Most service members and Defense Department civilians have received their first paychecks with a higher take-home total, thanks to a temporary payroll tax deferral plan rolled out by the White House.
The checks went out Tuesday even as the Pentagon advised troops to "plan ahead" for when it all has to be paid back starting Jan. 1.
Unlike for the private sector and state governments, participation in payroll tax deferral, which currently devotes 6.2% of paychecks to the Social Security trust fund, is mandatory for service members, DoD civilians and the entire federal workforce.
Congress has also declined to participate in the plan.

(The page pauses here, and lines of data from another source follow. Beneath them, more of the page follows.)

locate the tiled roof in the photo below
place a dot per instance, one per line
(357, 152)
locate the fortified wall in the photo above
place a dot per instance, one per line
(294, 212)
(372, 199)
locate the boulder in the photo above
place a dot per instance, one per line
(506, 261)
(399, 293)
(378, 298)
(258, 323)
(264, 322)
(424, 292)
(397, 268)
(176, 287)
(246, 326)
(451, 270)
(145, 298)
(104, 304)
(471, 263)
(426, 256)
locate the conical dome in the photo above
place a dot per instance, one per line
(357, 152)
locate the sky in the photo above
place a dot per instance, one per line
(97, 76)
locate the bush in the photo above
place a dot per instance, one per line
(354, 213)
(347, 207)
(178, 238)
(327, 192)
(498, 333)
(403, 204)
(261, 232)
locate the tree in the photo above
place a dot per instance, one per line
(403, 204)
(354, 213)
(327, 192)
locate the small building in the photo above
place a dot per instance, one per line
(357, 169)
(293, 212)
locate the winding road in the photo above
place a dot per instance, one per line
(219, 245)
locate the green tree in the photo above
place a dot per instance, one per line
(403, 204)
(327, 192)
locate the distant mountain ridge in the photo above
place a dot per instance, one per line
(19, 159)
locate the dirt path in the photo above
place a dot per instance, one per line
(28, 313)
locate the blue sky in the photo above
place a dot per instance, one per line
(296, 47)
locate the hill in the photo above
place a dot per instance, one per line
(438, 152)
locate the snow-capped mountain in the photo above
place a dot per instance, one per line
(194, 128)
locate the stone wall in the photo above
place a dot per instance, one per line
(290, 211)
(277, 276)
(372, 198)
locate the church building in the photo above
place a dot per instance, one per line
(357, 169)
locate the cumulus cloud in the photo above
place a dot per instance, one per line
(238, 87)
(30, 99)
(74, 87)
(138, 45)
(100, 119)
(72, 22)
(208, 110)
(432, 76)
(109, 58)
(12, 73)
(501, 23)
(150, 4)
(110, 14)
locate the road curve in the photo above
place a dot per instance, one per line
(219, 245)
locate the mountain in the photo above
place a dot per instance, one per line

The DoD guidance said that the plan would "temporarily defer the withholding of Social Security taxes for certain individuals beginning September 1, 2020, through December 31, 2020." The program was created through an Aug. 8 executive order from President Donald Trump.
The plan applies to service members whose monthly basic pay rate is less than $8,666.66.
While those participating in the deferral will have temporary access to more cash, critics warn that the payback requirement -- plus the resumption of the standard $6.2% Social Security tax withholding -- will feel like a 12% pay cut in January.
"The Department is providing information to service members so that they know why their take-home pay will increase during the last four months of 2020 and so that they can plan ahead the withholding of the deferred taxes during the first four months of 2021," DoD officials said in guidance.
In a Twitter post Sept. 11, Trump said that he would forgive repayment if he is re-elected, without mentioning that legislation from Congress that would be needed to do so.
"When we win I, as your President, will totally forgive ALL deferred payroll taxes with money from the General Fund. I will ALWAYS protect Seniors and your Social Security! Sleepy Joe Biden will do the opposite, he will raise your taxes and DESTROY our Country," Trump said.
Michael Rigas, acting deputy director at the Office of Management and Budget, said in a memo sent the same day that "the president and the administration continue to advocate for Congressional action to make the payroll tax deferral permanent."
Rep. Kevin Brady of Texas, the top Republican on the House Ways & Means Committee, this month introduced the "Support for Workers, Families, and Social Security Act" to forgive the deferred payroll taxes, and called on Democrats for support.